Linear search checks each element in turn — simple, O(n), and works on any data. Binary search repeatedly halves a sorted range, reaching the answer in O(log n). The catch, and the most common mistake, is forgetting that binary search requires sorted input.
Halve the search space
Binary search keeps a low and high boundary. Compare the middle element to the target: if it matches you are done; if the target is larger, discard the left half; if smaller, discard the right half. Each step throws away half the data.
Binary search
lo = 0; hi = n - 1
while lo <= hi:
mid = lo + (hi - lo) / 2 // avoids overflow
if A[mid] == target: return mid
if A[mid] < target: lo = mid + 1
else: hi = mid - 1
return -1O(log n)→O(1)
Each step halves the remaining range.
⚡ The edge
- Binary search needs sorted data — always check that first. Compute the midpoint as lo + (hi - lo)/2 to avoid integer overflow.
- It does far more than 'find x': it also finds the first/last occurrence, and the smallest value satisfying a condition — the 'binary search on the answer' pattern.
Worked example
Search for 7 in [1, 3, 5, 7, 9, 11]. Trace the steps.
- lo=0, hi=5, mid=2 -> A[2]=5, which is < 7, so search the right half: lo=3.
- lo=3, hi=5, mid=4 -> A[4]=9, which is > 7, so search the left half: hi=3.
- lo=3, hi=3, mid=3 -> A[3]=7, a match. Found at index 3 in 3 steps.
Answer: Found at index 3 (O(log n))
Worked example
Why does binary search fail on [4, 2, 7, 1, 9]?
- Binary search assumes that going right always means larger values.
- This array is unsorted, so comparing the middle tells you nothing about which half holds the target.
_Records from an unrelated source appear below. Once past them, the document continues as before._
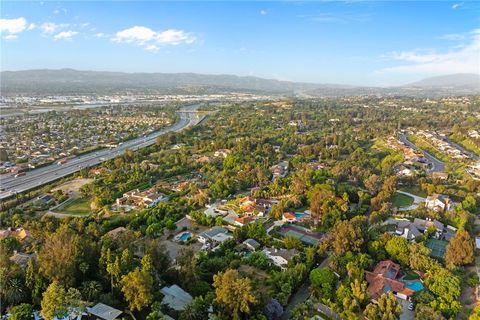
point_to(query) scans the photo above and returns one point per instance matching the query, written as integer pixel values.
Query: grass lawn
(414, 190)
(78, 207)
(400, 200)
(410, 275)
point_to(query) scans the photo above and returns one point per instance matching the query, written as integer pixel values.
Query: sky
(353, 42)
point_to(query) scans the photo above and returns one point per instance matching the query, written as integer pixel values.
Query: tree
(59, 257)
(424, 312)
(233, 293)
(197, 309)
(460, 249)
(346, 237)
(386, 308)
(323, 281)
(397, 248)
(137, 287)
(53, 300)
(23, 311)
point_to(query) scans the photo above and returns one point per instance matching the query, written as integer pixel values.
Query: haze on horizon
(355, 43)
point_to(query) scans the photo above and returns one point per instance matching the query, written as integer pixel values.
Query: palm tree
(91, 290)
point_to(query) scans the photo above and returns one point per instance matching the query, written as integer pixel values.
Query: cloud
(457, 5)
(152, 48)
(453, 37)
(10, 37)
(49, 27)
(13, 26)
(65, 35)
(459, 59)
(150, 39)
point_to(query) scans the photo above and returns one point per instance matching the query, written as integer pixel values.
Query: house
(116, 232)
(104, 312)
(280, 257)
(384, 278)
(19, 233)
(22, 259)
(289, 217)
(440, 175)
(439, 203)
(251, 244)
(175, 297)
(242, 221)
(141, 199)
(209, 235)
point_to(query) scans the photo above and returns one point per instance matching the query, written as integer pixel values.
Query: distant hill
(460, 80)
(74, 82)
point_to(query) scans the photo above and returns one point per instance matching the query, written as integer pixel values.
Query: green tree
(23, 311)
(460, 249)
(323, 281)
(386, 308)
(137, 288)
(233, 293)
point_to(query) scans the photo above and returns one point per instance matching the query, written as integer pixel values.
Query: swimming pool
(414, 285)
(299, 215)
(184, 236)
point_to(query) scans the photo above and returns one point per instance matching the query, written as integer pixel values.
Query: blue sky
(347, 42)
- You must sort first (O(n log n)) or use linear search (O(n)).
Answer: It requires sorted data; here it would give wrong results
⚠ Watch out
- Binary search only works on sorted data — the number-one mistake.
- Use lo + (hi - lo)/2 for the midpoint to avoid overflow on large indices.
- Watch the loop condition (lo <= hi) and the updates (mid+1 / mid-1) to avoid an infinite loop or skipping the answer.